Echoing his view, Mutual Trust Bank Managing Director Syed Mahbubur Rahman said that non-performing loans (NPLs) are the main problem in the banking sector.

“Now the NPLs are near about 10 per cent, which is a big concern for the sector,” he added.

If the NPL rate remains low, there will be no problems in disbursing more loans, added Mahbubur Rahman.

“We seek FBCCI help on what can be done against these wilful defaulters,” he said.

Rupali Bank Managing Director Obayed Ullah Al Masud said that the FBCCI should arrange another meeting with bankers on how the defaulted loans can be recovered.

FBCCI President Md Jashim Uddin, in his written speech, said that the ongoing Covid-19 pandemic has hit almost every sector in the country’s economy.

“However, it has had a serious negative impact on some sectors, such as SMEs, transport, tourism, hotels, motels, restaurants, among others,” he added.

“The country’s economic activities remain very active amid the pandemic due to incentive packages worth Tk 1,87,679 crore announced by the government,” he said, adding that about 22 per cent of the total incentives have been allocated to the CMSE sector in Bangladesh, whereas the allocation is 36 per cent in India, 33 per cent in Thailand and 24 per cent in Malaysia.

He also added that there was no alternative but to prioritise the SME sector for the overall economic development of the country.

“For this, the stimulus loans have to be disbursed properly and the lending process should be simplified and collateral free,” he added.

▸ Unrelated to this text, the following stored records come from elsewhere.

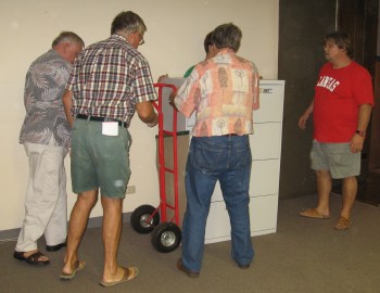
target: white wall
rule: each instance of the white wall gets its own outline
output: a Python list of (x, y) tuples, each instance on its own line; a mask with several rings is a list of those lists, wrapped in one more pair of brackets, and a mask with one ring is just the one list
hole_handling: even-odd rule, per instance
[[(29, 64), (50, 49), (62, 30), (77, 33), (86, 44), (107, 38), (113, 17), (123, 10), (138, 13), (148, 26), (145, 44), (139, 50), (149, 60), (155, 80), (165, 73), (181, 76), (203, 60), (204, 36), (227, 22), (233, 22), (243, 31), (239, 55), (254, 61), (264, 78), (277, 78), (278, 0), (2, 0), (0, 231), (21, 227), (24, 217), (28, 162), (23, 145), (18, 144), (18, 132), (25, 114), (23, 88)], [(134, 117), (129, 184), (136, 186), (137, 192), (127, 195), (124, 212), (159, 203), (156, 131)], [(68, 158), (66, 170), (69, 178)], [(69, 213), (76, 199), (69, 179), (67, 191)], [(98, 203), (91, 217), (101, 215)]]

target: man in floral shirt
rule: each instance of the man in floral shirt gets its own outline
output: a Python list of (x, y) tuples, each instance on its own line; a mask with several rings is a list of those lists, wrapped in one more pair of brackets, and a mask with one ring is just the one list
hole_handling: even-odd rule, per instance
[(25, 196), (25, 218), (14, 258), (31, 265), (48, 265), (37, 249), (45, 234), (47, 251), (65, 245), (67, 194), (64, 158), (71, 143), (62, 95), (72, 64), (84, 49), (83, 39), (72, 31), (61, 33), (52, 49), (31, 63), (25, 82), (26, 115), (20, 133), (29, 157), (29, 182)]

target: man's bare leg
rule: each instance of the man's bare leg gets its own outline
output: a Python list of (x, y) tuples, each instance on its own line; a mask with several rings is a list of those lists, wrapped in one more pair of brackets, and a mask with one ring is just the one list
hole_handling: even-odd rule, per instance
[(342, 187), (342, 212), (341, 217), (346, 219), (351, 218), (351, 211), (354, 205), (355, 199), (357, 194), (357, 180), (356, 177), (347, 177), (343, 179)]
[(123, 199), (101, 198), (103, 206), (103, 282), (123, 279), (125, 270), (117, 265), (117, 250), (122, 234)]
[(329, 170), (316, 170), (318, 205), (316, 211), (320, 215), (330, 215), (330, 192), (332, 179)]
[(63, 273), (68, 275), (73, 272), (75, 263), (78, 260), (78, 247), (81, 237), (86, 230), (88, 217), (97, 201), (98, 190), (90, 190), (78, 194), (69, 217), (66, 255), (62, 269)]

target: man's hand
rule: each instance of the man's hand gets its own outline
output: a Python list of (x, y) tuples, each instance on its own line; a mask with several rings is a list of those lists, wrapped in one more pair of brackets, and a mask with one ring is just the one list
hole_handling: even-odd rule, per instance
[(355, 133), (350, 141), (350, 150), (352, 153), (359, 153), (363, 151), (365, 137), (360, 137), (358, 133)]

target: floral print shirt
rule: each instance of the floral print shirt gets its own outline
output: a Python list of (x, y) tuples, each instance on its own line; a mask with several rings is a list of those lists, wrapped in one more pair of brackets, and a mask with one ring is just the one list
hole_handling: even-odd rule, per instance
[(178, 89), (175, 105), (185, 116), (195, 111), (194, 137), (253, 133), (258, 104), (256, 66), (231, 49), (199, 63)]
[(20, 143), (48, 144), (53, 137), (56, 145), (69, 146), (71, 128), (64, 113), (62, 97), (71, 71), (72, 64), (53, 49), (31, 63), (26, 74), (26, 115)]

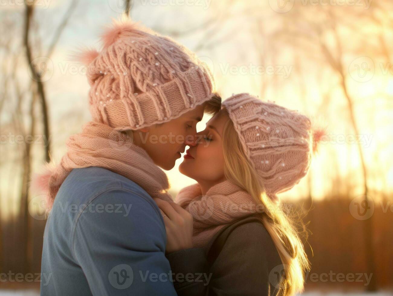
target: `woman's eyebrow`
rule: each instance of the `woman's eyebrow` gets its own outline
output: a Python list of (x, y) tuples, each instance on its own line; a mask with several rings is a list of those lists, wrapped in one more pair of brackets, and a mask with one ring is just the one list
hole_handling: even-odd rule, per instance
[(213, 130), (213, 131), (215, 131), (216, 132), (217, 132), (217, 134), (219, 134), (219, 135), (220, 137), (221, 136), (221, 134), (220, 134), (219, 132), (219, 131), (217, 130), (217, 129), (216, 129), (215, 127), (213, 126), (213, 125), (208, 125), (208, 127), (209, 129), (211, 129)]
[(198, 116), (197, 116), (196, 117), (190, 117), (190, 119), (193, 120), (196, 120), (198, 122), (202, 121), (202, 118)]

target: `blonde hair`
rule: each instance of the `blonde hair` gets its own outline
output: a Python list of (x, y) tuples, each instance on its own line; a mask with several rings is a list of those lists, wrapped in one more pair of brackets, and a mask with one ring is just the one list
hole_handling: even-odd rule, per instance
[(264, 211), (258, 214), (258, 218), (271, 237), (283, 266), (283, 276), (277, 283), (279, 295), (301, 292), (304, 290), (304, 273), (310, 267), (295, 220), (290, 218), (283, 205), (272, 201), (266, 194), (239, 137), (233, 136), (237, 134), (233, 123), (229, 120), (223, 134), (225, 176), (248, 192), (263, 207)]

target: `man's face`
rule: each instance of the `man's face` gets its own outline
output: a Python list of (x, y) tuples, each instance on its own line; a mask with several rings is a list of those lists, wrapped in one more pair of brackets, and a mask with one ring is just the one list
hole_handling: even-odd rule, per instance
[(199, 105), (176, 119), (133, 131), (134, 142), (146, 150), (156, 165), (170, 170), (185, 146), (196, 145), (196, 124), (203, 113), (204, 107)]

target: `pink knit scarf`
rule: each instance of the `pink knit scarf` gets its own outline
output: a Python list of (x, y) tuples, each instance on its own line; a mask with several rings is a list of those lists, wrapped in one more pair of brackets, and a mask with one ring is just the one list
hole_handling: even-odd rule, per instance
[(260, 205), (247, 191), (226, 180), (202, 195), (197, 183), (182, 189), (176, 202), (194, 217), (193, 244), (205, 245), (226, 225), (260, 212)]
[(73, 169), (93, 166), (107, 169), (132, 180), (152, 197), (173, 201), (167, 192), (170, 186), (166, 175), (129, 137), (93, 121), (85, 124), (82, 130), (67, 141), (67, 152), (59, 165), (33, 180), (35, 187), (46, 193), (48, 209)]

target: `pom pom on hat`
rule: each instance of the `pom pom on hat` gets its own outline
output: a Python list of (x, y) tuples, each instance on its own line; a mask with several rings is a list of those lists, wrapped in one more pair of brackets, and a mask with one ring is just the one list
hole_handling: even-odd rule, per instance
[(99, 53), (95, 48), (85, 48), (72, 54), (69, 59), (72, 61), (79, 62), (85, 66), (88, 66), (93, 62)]
[(140, 23), (133, 22), (126, 14), (123, 14), (119, 20), (112, 18), (112, 25), (104, 29), (101, 35), (103, 48), (107, 48), (122, 37), (140, 35), (141, 31), (154, 33), (149, 31)]
[(322, 138), (326, 134), (326, 128), (316, 129), (312, 131), (312, 153), (315, 153), (318, 150), (319, 144)]

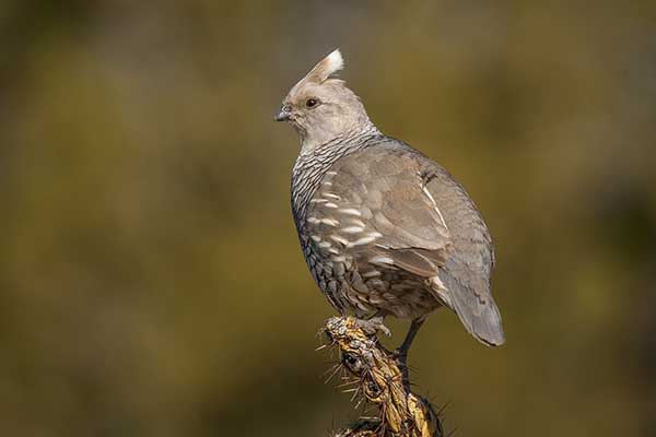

“If the down payment rate for industrial loan rescheduling is fixed at a maximum of 1 to 2 per cent, industrialization in the country would be easier,” as per the written speech of FBCCI.

In reply, Ali Reza Iftekhar said, “It is true that we did not disburse 100 per cent of the CMSME stimulus package because it is not so easy to disburse SME loans as there are some documents needed for KYC (know your customer) before disbursing the loans.

He also added that the operational cost for small loans is very high.

“It is not only our job to disburse the loans, but we also have to observe that if the loans can be recovered,” he added.

“The 9 per cent interest rate for all loans is another challenge to achieve the credit growth because the operational costs of all loans are not same.”

FBCCI also urged that 5 to 7 years term loans need to be arranged for the SME sector, but the bankers said that banks are not the right place for long-term funding.

“It is not possible to lend for long-term by arranging short term deposits,” said Ali Reza Iftekhar.

“Capital market and bond market is the proper place for long-term funding,” said bankers, adding that the government should take initiatives to develop the bond market.

The City Bank Managing Director Mashrur Arefin, Standard Chartered Bangladesh Country Head Naser Ezaz Bijoy, IFIC Bank MD Mohammad Shah Alam Sarwar, Trust Bank MD Humaira Azam, Mercantile Bank MD Quamrul Islam Chowdhury, among others, also attended the meeting.